Although health care reform will pose new challenges in 2013, HR decision-makers can arm themselves with the knowledge and tools they need to market, educate and communicate about benefits offerings to more effectively promote employee satisfaction and retain top talent. Taking a customized, informed approach to benefits can help create and maintain a strong workforce not only in the new year, but in the long term. Here are some best practices.
Understand the new health care law. More than four in 10 (43 percent) American workers identified rising out-of-pocket expenses and health insurance costs as the most important issues right now, and 38 percent are very or extremely concerned about the possibility of an unanticipated medical expense, according to the 2012 Aflac WorkForces Report.
Important elements of the Patient Protection and Affordable Care Act (PPACA) will take effect in a year, meaning these health care concerns will likely remain top of mind for employees in 2013. Regardless of whether a company’s benefits will change, HR managers should serve as a trusted resource, be prepared for questions on PPACA and understand how it will affect employees. By staying up-to-date on new developments resulting from the legislation, HR managers can support workers with critical information year-round.
Expand benefits offerings. HR decision-makers should not only understand the nuances of the changing health care landscape, but should also conduct an internal assessment of their existing major medical offerings. Are the offerings competitive? Do they meet the needs of the workforce? What needs are going unmet? Determine whether gaps exist and identify products to fill those gaps.
Employees will look to their employers for benefits programs and products that can provide additional financial protection. As innovations drive up costs for medical services and treatments, there is an increased demand for voluntary insurance plans — such as critical illness, hospital indemnity, accident and short-term disability — that help to offset unexpected out-of-pocket expenses.

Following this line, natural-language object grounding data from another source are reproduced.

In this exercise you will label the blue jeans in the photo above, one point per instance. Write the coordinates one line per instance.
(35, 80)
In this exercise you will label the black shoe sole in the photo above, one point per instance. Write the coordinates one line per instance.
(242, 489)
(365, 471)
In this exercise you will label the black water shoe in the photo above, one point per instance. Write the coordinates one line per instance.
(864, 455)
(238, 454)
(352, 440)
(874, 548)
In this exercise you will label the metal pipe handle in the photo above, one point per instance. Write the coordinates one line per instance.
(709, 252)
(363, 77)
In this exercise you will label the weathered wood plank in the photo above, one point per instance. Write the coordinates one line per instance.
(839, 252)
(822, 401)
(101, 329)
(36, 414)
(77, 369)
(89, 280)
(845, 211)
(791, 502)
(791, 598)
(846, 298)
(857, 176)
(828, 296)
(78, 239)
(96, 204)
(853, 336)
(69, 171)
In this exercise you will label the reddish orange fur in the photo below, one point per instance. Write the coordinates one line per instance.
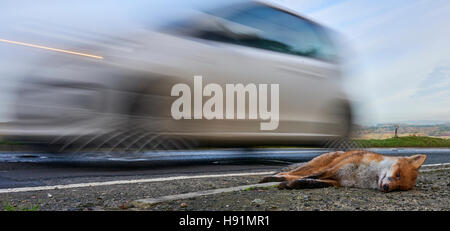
(325, 168)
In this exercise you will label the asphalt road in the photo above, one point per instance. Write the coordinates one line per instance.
(26, 170)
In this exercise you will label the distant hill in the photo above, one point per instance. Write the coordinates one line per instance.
(387, 130)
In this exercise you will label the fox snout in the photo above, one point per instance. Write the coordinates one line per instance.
(385, 188)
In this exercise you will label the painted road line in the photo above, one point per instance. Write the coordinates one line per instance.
(108, 183)
(142, 203)
(150, 180)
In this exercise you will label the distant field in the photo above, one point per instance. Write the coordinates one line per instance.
(406, 141)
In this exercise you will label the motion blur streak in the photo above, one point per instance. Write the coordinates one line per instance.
(50, 48)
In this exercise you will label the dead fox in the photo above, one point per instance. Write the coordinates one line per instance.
(361, 169)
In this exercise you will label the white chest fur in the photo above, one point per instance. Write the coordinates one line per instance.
(365, 174)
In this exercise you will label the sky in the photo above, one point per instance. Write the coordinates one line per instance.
(398, 60)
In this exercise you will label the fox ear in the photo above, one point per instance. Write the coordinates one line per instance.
(417, 160)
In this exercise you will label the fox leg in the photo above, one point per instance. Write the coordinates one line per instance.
(310, 169)
(306, 183)
(315, 165)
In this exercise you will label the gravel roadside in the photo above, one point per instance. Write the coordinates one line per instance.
(431, 193)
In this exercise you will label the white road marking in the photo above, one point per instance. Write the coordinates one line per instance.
(149, 180)
(107, 183)
(151, 201)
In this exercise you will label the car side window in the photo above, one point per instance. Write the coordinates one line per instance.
(267, 28)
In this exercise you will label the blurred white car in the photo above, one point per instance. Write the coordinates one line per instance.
(122, 98)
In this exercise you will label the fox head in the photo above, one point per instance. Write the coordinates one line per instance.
(403, 174)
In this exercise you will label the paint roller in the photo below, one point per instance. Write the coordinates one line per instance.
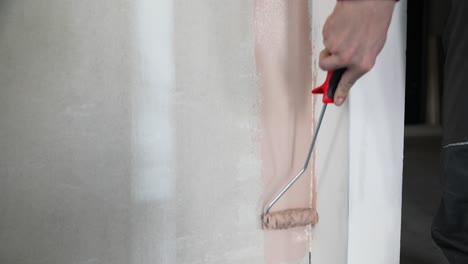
(296, 217)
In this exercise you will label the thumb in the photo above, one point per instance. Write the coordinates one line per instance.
(350, 76)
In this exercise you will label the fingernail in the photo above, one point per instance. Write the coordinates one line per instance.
(339, 101)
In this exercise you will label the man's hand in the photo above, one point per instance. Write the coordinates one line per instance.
(353, 35)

Communicate effectively. HR managers should understand employees’ changing needs and communication preferences. Distributing company surveys to gauge employees’ preferred benefits communication methods can prevent HR managers from falling victim to the one-size-fits-all mindset. The U.S. workforce increasingly continues to be diverse now more than ever. Business decision-makers should consider multiple ways to communicate benefits offerings — from an online benefits portal and hosting Q&A sessions with insurance providers to customized benefits booklets and employee newsletters — that reflect the varying generations, gender and marital status of their employees.
Promote employee well-being. To help keep health care costs down, employers should encourage workers to be proactive about their health. Today’s wellness programs use education, reminders and even incentives to promote exercise, healthy eating, quitting smoking and regular doctor exams. These are simple ways to help employees to take steps to improve their physical health and overall well-being.
In addition to creating a healthier workforce, wellness programs can offer cost-saving benefits. According to the Aflac study, 44 percent of companies that sponsor wellness programs are able to offer insurance plans with lower premiums.
Consider offering cost-effective benefits. HR managers should consider providing comprehensive benefits packages that includes voluntary insurance to better serve their employees. Plus, it doesn’t add benefits cost to the company. Voluntary insurance can help with high out-of-pocket expenses associated with a serious illness or accident.